Uma pesquisa focada em promover a inclusão e a autonomia de pessoas com deficiência no universo da beleza levou o Câmpus Florianópolis do Instituto Federal de Santa Catarina a um destaque internacional. O projeto de Trabalho de Conclusão de Curso (TCC) da egressa Giuliana Giorgina Frota Saravia, do Bacharelado em Design, foi classificado na "shortlist" do iF Design Award 2026, na categoria estudante.

O prêmio é considerado o maior concurso de design do mundo e selecionou o projeto da brasileira entre os 300 melhores de um total de 7.000 trabalhos inscritos.

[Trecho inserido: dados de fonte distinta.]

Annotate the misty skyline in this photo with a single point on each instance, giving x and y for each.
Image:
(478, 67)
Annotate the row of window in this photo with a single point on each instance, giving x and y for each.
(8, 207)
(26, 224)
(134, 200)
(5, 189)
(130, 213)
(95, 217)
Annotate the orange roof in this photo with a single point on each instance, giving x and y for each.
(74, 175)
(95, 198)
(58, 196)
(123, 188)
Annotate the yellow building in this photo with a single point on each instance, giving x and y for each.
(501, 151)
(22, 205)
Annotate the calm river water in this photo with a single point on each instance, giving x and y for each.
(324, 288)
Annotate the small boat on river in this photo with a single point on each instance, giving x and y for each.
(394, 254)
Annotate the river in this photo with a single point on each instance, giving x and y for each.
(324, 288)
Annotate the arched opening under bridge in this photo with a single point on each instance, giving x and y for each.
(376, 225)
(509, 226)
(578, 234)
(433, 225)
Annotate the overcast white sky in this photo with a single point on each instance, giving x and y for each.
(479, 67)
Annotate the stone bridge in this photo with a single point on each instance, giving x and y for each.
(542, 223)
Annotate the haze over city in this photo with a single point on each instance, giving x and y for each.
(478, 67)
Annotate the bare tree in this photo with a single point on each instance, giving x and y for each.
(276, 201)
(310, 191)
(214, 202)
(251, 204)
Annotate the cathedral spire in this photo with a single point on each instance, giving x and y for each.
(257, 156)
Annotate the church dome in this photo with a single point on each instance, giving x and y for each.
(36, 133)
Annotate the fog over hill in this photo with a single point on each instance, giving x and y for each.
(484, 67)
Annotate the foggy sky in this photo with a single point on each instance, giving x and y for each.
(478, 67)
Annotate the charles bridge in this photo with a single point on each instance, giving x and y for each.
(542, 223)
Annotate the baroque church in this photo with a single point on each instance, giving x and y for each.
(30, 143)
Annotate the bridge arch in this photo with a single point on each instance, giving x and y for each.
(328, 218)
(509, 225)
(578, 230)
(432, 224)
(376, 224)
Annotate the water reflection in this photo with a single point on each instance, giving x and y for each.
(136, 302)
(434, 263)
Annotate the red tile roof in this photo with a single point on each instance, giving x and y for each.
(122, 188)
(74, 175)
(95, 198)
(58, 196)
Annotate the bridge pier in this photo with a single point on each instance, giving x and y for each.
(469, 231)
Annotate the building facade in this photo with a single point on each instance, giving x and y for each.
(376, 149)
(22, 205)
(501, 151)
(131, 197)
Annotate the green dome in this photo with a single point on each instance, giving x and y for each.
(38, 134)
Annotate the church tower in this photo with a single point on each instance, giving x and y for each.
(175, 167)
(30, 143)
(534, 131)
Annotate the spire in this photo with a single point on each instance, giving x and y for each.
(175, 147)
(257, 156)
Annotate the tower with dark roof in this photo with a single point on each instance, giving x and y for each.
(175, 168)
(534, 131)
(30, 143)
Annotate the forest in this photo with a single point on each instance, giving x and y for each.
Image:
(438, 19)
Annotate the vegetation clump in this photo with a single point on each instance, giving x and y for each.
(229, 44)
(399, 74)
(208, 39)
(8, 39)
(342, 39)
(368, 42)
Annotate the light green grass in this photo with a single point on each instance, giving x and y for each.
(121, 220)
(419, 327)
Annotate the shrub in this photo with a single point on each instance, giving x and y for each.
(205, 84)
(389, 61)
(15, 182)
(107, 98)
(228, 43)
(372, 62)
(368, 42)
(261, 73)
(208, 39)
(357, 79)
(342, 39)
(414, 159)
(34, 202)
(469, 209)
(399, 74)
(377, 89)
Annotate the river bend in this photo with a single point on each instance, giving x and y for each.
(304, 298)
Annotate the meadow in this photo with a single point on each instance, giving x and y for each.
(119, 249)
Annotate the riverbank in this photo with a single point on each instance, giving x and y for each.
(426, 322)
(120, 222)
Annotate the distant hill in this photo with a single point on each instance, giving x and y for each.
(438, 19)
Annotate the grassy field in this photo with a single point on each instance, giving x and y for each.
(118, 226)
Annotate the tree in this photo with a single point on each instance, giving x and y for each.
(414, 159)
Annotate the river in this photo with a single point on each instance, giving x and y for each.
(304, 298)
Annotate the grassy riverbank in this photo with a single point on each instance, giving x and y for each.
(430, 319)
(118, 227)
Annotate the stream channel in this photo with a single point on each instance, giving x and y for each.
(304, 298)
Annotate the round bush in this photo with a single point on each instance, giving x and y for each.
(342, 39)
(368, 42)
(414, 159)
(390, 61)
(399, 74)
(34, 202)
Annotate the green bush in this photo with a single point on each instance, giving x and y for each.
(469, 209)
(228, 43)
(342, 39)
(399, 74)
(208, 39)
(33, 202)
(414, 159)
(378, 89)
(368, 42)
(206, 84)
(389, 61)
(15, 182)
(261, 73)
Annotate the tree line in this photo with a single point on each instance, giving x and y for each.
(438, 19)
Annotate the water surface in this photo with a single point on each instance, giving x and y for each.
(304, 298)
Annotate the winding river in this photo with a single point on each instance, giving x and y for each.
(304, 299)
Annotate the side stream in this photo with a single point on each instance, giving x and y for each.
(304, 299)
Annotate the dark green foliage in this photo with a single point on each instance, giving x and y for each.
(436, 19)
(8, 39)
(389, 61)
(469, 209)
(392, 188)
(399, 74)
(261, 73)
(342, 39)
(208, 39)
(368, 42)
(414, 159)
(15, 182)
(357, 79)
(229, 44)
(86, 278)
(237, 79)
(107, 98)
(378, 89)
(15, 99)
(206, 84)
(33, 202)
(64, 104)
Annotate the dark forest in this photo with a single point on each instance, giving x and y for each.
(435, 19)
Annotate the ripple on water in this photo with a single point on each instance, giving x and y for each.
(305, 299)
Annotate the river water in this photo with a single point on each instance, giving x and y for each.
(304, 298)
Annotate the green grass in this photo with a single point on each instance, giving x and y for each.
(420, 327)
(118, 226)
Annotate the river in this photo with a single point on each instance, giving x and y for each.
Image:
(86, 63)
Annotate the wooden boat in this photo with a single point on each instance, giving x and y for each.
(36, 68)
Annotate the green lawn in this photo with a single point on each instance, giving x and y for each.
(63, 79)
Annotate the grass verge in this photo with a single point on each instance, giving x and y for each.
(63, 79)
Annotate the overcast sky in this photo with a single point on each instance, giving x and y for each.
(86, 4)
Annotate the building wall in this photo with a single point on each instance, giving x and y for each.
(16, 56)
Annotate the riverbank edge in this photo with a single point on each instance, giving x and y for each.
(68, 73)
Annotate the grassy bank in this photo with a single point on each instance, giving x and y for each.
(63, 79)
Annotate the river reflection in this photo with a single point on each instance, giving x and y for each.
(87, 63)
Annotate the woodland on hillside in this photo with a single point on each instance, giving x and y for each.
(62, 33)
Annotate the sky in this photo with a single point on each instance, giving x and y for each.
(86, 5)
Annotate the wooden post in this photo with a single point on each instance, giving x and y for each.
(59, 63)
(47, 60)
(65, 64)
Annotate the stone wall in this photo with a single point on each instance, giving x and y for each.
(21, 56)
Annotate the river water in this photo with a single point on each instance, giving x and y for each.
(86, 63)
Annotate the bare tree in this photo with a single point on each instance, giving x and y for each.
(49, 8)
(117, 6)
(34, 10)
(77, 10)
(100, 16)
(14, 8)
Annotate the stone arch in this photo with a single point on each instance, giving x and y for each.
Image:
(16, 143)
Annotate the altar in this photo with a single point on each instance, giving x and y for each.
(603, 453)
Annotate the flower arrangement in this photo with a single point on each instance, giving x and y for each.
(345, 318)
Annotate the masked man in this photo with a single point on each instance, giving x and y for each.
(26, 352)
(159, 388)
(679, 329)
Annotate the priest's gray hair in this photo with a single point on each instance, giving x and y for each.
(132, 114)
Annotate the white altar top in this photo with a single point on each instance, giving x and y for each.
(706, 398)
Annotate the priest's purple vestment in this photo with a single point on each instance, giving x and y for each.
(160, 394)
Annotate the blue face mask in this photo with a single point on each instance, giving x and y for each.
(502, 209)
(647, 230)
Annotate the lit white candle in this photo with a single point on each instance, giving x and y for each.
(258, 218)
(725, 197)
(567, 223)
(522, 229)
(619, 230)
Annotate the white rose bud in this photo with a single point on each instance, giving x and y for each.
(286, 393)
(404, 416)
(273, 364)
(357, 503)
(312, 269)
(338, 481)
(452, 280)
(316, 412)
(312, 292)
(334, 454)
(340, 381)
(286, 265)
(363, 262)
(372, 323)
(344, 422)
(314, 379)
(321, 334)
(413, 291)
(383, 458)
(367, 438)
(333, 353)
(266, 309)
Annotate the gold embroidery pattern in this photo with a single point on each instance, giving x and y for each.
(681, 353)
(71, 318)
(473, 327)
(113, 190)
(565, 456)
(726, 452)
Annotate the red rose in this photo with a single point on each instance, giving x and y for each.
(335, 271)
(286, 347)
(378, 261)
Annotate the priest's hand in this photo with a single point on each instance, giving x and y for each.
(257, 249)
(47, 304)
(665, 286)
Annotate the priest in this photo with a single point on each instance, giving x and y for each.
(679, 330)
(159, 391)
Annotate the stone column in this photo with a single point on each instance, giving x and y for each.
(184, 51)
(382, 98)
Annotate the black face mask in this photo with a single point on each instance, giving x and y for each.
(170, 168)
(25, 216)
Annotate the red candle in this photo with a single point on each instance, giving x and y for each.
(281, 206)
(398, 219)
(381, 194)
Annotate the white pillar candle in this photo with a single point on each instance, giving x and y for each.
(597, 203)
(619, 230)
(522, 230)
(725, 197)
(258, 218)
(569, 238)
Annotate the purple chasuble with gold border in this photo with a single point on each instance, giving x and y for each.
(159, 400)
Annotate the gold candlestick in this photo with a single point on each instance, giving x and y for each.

A professora orientadora do trabalho, Carla Arcoverde, comemorou o reconhecimento. "A gente considera que isso já é uma grande vitória num contexto internacional, onde a gente imagina que os projetos, de fato, são extremamente relevantes. Não conseguimos chegar à premiação final, mas só o fato de estarmos presentes nessa 'shortlist' já consideramos como uma grande vitória ", destaca.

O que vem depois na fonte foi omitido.